Ultimately, the good news here is that voters heard answers to the questions that time did allow. And that these three superintendent’s candidates made a point of participating in debates. They have also made time for other forms of voter engagement — such as filling out Idaho Education News’ in-depth candidate questionnaire, which published Thursday.
It’s been a bad year for the political debate in Idaho, with candidates bowing out for a variety of unpersuasive reasons. Lieutenant governor’s candidate and state Rep. Priscilla Giddings said she wouldn’t show unless she knew which reporters would be asking the questions. U.S. Rep. Mike Simpson decided, unilaterally, that voters had heard enough from his GOP opponent, Bryan Smith.
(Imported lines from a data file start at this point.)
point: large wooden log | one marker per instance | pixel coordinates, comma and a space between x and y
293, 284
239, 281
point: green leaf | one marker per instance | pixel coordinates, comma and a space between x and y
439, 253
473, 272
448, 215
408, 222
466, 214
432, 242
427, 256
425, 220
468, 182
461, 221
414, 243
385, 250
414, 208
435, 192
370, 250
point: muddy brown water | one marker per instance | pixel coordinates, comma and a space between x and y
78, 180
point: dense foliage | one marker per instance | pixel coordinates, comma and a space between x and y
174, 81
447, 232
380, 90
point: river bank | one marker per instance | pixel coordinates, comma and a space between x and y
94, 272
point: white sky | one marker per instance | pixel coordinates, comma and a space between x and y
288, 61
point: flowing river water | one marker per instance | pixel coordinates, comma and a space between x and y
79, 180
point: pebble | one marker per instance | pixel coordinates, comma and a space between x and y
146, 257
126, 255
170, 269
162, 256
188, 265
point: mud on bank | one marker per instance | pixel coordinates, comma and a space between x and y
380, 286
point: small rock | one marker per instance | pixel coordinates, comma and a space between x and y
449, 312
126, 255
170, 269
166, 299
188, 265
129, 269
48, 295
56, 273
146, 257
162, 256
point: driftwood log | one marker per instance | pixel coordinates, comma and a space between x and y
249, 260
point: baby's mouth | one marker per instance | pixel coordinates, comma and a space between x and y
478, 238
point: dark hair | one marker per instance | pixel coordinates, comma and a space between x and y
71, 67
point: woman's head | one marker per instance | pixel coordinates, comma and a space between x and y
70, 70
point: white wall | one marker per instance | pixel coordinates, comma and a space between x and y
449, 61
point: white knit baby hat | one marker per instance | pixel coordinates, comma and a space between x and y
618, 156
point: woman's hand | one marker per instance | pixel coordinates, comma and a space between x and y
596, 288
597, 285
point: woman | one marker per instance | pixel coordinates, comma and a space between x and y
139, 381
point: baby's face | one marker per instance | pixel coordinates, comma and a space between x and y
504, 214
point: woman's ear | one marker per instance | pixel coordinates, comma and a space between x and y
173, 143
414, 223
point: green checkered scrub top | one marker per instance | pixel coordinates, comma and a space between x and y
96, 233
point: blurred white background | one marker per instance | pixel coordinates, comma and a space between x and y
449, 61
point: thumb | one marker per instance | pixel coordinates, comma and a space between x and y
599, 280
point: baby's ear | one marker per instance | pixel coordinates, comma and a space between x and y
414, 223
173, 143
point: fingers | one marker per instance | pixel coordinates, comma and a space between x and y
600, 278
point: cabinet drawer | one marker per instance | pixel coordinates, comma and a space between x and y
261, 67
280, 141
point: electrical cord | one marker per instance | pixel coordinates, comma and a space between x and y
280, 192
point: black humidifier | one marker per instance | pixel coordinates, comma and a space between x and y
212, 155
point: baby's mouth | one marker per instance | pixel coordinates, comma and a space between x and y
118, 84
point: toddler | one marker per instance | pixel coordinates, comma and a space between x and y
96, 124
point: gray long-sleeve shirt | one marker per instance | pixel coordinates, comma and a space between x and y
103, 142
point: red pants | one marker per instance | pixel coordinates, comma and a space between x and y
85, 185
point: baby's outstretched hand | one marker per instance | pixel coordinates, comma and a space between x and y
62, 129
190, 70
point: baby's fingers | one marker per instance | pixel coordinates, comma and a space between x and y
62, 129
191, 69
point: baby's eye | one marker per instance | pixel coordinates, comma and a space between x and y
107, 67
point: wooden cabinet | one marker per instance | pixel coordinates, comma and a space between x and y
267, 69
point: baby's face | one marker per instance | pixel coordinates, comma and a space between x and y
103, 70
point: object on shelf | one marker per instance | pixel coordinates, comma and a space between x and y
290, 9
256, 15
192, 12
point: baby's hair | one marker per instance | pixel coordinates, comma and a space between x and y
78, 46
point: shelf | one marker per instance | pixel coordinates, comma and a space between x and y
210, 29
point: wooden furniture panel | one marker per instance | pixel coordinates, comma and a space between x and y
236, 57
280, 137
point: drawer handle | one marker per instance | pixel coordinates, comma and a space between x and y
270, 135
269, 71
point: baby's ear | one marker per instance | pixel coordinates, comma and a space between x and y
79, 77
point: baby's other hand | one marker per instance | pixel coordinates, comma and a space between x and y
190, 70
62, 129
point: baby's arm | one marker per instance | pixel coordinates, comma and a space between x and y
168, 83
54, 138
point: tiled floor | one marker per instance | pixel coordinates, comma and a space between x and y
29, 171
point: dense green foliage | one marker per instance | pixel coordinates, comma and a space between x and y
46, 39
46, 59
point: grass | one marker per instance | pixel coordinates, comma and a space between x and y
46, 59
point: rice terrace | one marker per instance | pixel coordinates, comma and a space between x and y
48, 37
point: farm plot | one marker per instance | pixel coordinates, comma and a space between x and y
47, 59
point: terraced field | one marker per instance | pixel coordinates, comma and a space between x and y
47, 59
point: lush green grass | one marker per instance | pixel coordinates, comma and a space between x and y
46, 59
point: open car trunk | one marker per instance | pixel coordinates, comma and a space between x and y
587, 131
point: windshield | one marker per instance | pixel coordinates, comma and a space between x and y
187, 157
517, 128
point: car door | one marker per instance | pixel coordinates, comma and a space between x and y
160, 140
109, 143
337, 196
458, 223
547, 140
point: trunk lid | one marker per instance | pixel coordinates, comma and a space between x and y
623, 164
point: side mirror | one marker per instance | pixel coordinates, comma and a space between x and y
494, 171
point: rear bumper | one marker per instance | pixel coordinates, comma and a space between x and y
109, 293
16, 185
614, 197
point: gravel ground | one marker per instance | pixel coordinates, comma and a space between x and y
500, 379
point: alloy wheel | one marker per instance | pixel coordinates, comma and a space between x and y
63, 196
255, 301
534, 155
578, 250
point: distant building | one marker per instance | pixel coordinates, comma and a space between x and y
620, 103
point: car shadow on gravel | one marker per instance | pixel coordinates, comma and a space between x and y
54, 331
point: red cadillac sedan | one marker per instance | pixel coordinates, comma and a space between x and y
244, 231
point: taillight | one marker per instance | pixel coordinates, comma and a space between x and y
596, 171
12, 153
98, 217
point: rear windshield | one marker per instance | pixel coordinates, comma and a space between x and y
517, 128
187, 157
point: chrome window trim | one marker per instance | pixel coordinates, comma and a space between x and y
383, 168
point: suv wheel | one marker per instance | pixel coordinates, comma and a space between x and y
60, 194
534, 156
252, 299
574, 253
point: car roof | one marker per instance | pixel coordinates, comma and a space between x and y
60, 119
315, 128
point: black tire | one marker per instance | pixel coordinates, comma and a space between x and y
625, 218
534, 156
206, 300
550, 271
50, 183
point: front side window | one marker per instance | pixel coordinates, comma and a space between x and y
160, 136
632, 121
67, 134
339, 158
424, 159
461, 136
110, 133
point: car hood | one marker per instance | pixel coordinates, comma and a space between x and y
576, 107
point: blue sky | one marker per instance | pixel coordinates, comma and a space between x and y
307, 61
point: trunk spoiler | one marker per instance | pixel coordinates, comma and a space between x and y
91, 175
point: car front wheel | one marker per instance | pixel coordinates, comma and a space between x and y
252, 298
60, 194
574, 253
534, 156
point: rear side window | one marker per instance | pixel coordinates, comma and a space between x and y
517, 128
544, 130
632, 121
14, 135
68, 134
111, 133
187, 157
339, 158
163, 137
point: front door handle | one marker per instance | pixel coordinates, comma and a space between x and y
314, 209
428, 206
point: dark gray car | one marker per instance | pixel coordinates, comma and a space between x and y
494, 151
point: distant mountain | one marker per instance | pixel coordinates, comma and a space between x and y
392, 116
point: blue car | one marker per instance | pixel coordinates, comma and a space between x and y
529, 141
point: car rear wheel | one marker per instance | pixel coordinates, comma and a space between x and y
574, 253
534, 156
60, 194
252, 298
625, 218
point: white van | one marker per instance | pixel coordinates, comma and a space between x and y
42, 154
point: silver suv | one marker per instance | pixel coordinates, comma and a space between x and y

And Gov. Brad Little decided that 39 months on the job renders his resume “non-debatable.”
“In past election cycles, I didn’t have the record I have now,” Little said, in an Idaho EdNews podcast released Thursday. “My actions speak louder than a short snippet somewhere.”
Think this argument through, as I tried to while interviewing Little Tuesday. If you play it out, it means incumbents should be held to a lower standard when it comes to participating in a debate. As opposed to, maybe, a higher standard? Or maybe just equal footing?
Surely, some debate viewers have short attention spans. Some come for the gotcha moment. Some listen for a snippet.
But others listen for substance.
At least the superintendent’s candidates gave voters something to listen to. This should happen more often.
Kevin Richert writes a weekly analysis on education policy and education politics. Look for his stories each Thursday. A veteran political reporter, Richert participated in his first statewide candidates’ debate in 1994.